Dans le quartier Desniansky, deux incendies se sont déclarés dans des bâtiments non résidentiels, et de la fumée a été signalée près d’un centre commercial, ainsi que l’incendie de plusieurs véhicules privés. Dans le quartier Dniprovsky, un incendie a éclaté sur un terrain vague, des voitures ont brûlé et un foyer a été signalé dans un bâtiment de quatre étages d’un dortoir. Dans le quartier Sviatoshynsky, le toit d’une maison privée a brûlé : les pompiers ont sauvé quatre personnes qui se trouvaient à l’intérieur.
Les transports publics ont subi des perturbations majeures en raison des dégâts sur les caténaires et des débris sur les chaussées. Plusieurs lignes de trolleybus, bus et tramways ont été détournées ou suspendues.
Une stratégie de saturation pour épuiser la défense antiaérienne
Les autorités ukrainiennes estiment que la Russie a cherché à surcharger la défense antiaérienne de Kyiv en lançant simultanément un grand nombre de missiles balistiques. Ces engins, très rapides, ne peuvent être interceptés que par un nombre limité de systèmes modernes. L’objectif serait d’épuiser les stocks de missiles intercepteurs ukrainiens, puis d’exploiter les brèches pour frapper des quartiers résidentiels, des infrastructures énergétiques et des centres de transport.
Les déclarations de Moscou sur une éventuelle disposition à négocier sont contredites par les faits. La Russie intensifie ses frappes contre les infrastructures civiles, notamment les centres logistiques, les entrepôts et les zones commerciales, afin de paralyser l’économie et de créer des pénuries de biens essentiels à Kyiv.
Un enjeu de sécurité pour l’Europe
Les analystes ukrainiens soulignent que la défense de Kyiv ne relève pas seulement d’un enjeu national.
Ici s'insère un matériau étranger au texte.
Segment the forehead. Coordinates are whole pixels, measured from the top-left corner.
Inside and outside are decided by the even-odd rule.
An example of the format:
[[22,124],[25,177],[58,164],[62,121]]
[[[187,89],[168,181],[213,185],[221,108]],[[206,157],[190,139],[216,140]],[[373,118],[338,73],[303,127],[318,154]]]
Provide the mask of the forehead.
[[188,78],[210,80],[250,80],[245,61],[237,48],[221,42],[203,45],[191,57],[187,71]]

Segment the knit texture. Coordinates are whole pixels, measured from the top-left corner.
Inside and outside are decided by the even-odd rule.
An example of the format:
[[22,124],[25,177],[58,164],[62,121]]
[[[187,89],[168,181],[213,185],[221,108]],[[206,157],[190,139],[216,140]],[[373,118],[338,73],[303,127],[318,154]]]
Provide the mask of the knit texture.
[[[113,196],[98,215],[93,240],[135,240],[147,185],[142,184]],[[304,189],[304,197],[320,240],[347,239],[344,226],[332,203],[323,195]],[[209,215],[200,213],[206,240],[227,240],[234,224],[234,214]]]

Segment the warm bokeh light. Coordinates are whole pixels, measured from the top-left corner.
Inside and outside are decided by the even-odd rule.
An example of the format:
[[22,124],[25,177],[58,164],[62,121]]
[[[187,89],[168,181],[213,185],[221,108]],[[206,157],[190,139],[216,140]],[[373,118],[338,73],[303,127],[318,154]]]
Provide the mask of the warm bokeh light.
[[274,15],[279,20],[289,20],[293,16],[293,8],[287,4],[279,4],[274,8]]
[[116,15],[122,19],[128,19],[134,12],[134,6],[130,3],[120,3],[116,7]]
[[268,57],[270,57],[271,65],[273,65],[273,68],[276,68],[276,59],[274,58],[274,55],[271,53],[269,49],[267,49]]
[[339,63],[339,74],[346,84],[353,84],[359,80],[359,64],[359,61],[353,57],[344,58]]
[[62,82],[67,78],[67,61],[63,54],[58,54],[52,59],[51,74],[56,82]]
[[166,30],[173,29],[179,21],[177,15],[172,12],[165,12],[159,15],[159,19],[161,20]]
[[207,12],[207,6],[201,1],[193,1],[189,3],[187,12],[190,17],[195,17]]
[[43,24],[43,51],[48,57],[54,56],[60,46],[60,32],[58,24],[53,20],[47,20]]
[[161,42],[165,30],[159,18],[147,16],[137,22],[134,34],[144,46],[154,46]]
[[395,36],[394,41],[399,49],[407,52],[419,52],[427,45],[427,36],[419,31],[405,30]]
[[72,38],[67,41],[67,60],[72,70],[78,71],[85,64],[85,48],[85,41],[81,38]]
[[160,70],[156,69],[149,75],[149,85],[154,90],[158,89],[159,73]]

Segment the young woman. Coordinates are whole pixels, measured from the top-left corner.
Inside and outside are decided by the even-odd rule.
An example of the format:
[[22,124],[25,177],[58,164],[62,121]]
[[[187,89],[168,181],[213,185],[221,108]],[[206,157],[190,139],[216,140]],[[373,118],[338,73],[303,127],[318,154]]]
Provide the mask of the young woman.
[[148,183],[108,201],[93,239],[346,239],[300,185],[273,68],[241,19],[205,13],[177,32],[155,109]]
Les missiles et les tactiques employées par la Russie pourraient être utilisés contre d’autres capitales européennes. L’Ukraine sert aujourd’hui de laboratoire pour la future défense antimissile de l’Europe. Investir dans la protection antiaérienne ukrainienne renforce la sécurité des pays du flanc oriental de l’OTAN, comme la Pologne, les pays baltes ou la Roumanie.
Les autorités ukrainiennes réclament un accroissement significatif des livraisons de systèmes de défense antiaérienne, notamment des intercepteurs capables d’abattre des missiles balistiques. Elles demandent également des armes à longue portée, des renseignements et une autorisation politique pour frapper les sites de lancement russes avant qu’ils ne tirent. Selon elles, détruire une rampe de lancement est plus efficace et moins coûteux que d’intercepter un missile au-dessus d’une grande ville.
Le renforcement nécessaire des sanctions
L’absence de nouvelles sanctions occidentales significatives et d’une augmentation majeure de l’aide militaire encourage le Kremlin à poursuivre ses attaques, estiment les responsables ukrainiens. Ils appellent à cibler les entreprises, banques, intermédiaires et sociétés logistiques qui approvisionnent l’industrie de défense russe en composants électroniques, machines-outils, optique et équipement de navigation, souvent via des pays tiers. Un durcissement des restrictions contre la flotte fantôme russe, les ports, les compagnies d’assurance et les banques est également jugé nécessaire pour tarir les ressources du Kremlin.
Les services de secours continuent de déblayer les décombres tandis que Kyiv appelle ses alliés à accélérer les livraisons de systèmes de défense antiaérienne.